Clive Hamilton’s speech from the Walkley Short List announcement has been reprinted at New Matilda. Here’s a snippet:
Non-fiction is going through a renaissance in Australia, particularly books of social and political commentary and analysis. The resurgence of non-fiction is Australian society reflecting on itself and has served as an antidote to the complacency that came over the country for many years. It also represents a challenge to political power, which is becoming all the more important as the media industry goes into freefall.
The extraordinary rise of writers’ festivals over the last seven or eight years, celebrated in the publishing industry, has paralleled the rise of non-fiction. Attendances have grown sharply. Unexpectedly, the festivals themselves became major political events, as well as literary ones. Authors of social and political comment have become as popular as novelists, reminding us that there is a substantial intelligent and engaged reading public out there. The flourishing of writers festivals coincided with the Howard years when many felt alternative opinion was discouraged, especially with the Labor Party adopting “me too” and small target strategies.
Although these are good signs, we are still beset by a lack of intellectual depth in this country, something observed by Australian academics returning home after stints at universities in Europe and the United States.
This shallowness is due in part to our size and in part to the narrowing of the intellectual scope of our academics, who have become more time pressured and enslaved to the publish-or-perish rule. Following the Dawkins reforms of the late 1980s and the corporatisation of the 1990s, universities have been transformed. No longer devoted to seeking the truth they have become service providers for educational consumers. The incentive structure of the “enterprise university” requires intellectual effort to have measurable outcomes, ones whose value is calculated by bureaucratic procedures in Canberra. Risk-aversion and specialisation in arcana naturally follow; so does withdrawal from public debate.
The narrowing of intellectual life is reflected in the parlous state of Overland, Australia’s foremost literary magazine that also publishes articles about politics and culture. In the 1950s and 60s a typical academic in the social sciences or humanities would be familiar with developments in political and social theory and be au fait with the latest literary trends and controversies. Few today can comfortably straddle both domains.

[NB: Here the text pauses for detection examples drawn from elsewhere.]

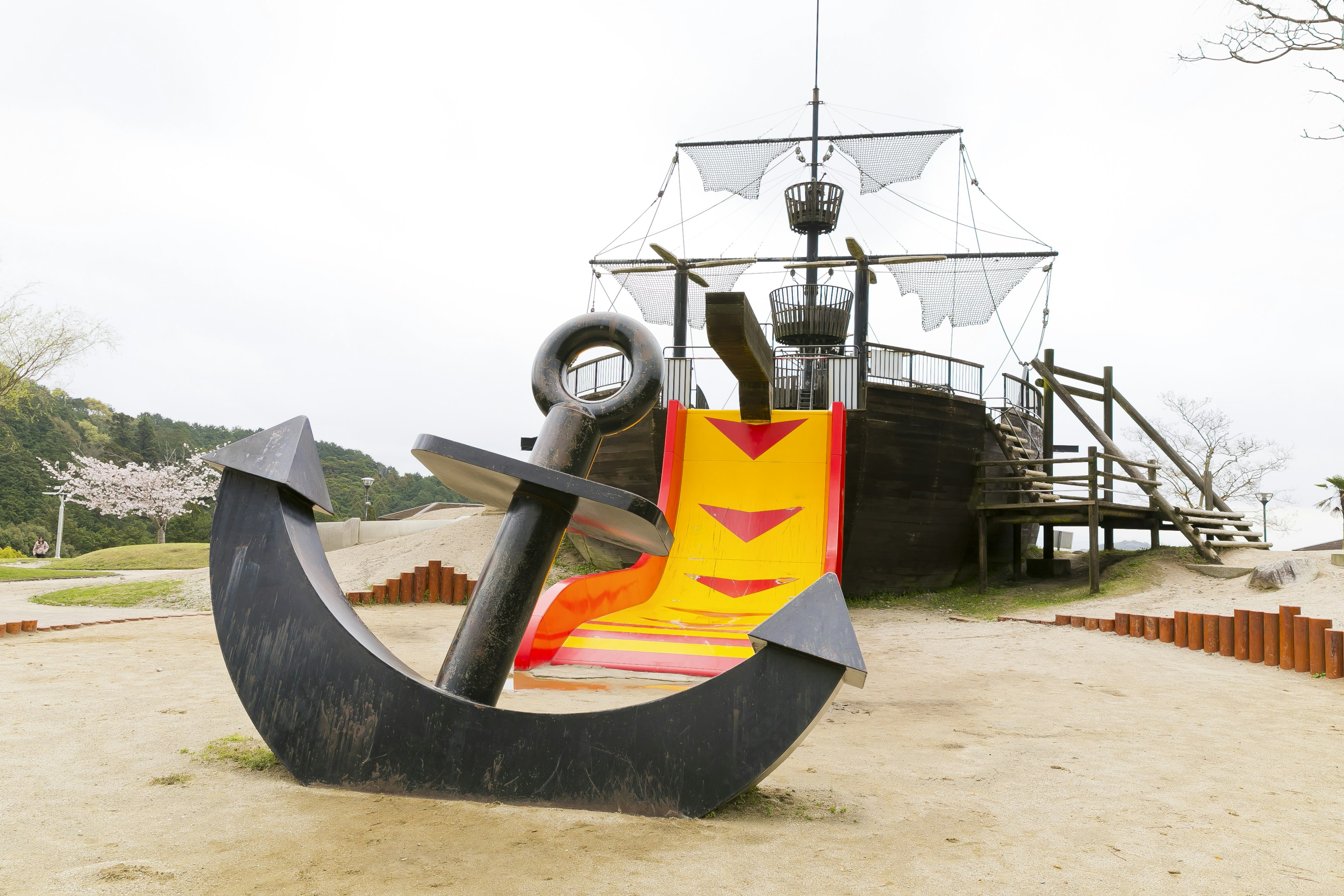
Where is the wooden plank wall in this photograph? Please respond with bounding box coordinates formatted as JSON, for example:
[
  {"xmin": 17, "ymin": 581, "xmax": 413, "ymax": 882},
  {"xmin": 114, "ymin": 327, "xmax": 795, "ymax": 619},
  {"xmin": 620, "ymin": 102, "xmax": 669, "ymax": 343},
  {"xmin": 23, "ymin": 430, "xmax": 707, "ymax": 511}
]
[
  {"xmin": 841, "ymin": 383, "xmax": 987, "ymax": 596},
  {"xmin": 587, "ymin": 407, "xmax": 668, "ymax": 501}
]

The bit about Overland stems, I think, from a conversation I had with Clive after an event at Trades Hall, in which we discussed the difficulties that academic specialisation caused a generalist magazine like Overland, since it was no longer possible to assume that readers interested in politics necessarily cared about fiction, nor that poets necessarily took an interest in politics, whereas Overland in its earliest incarnation was explicitly oriented to readers equally passionate about both.
But that’s not to suggest that Overland‘s in a parlous state. In fact, in a perverse way, the slow but steady rise in Overland‘s circulation probably reflects the general point Clive’s making, since, with so few outlets now publishing serious work for a generalist reader, those that remain are increasingly cherished by readers.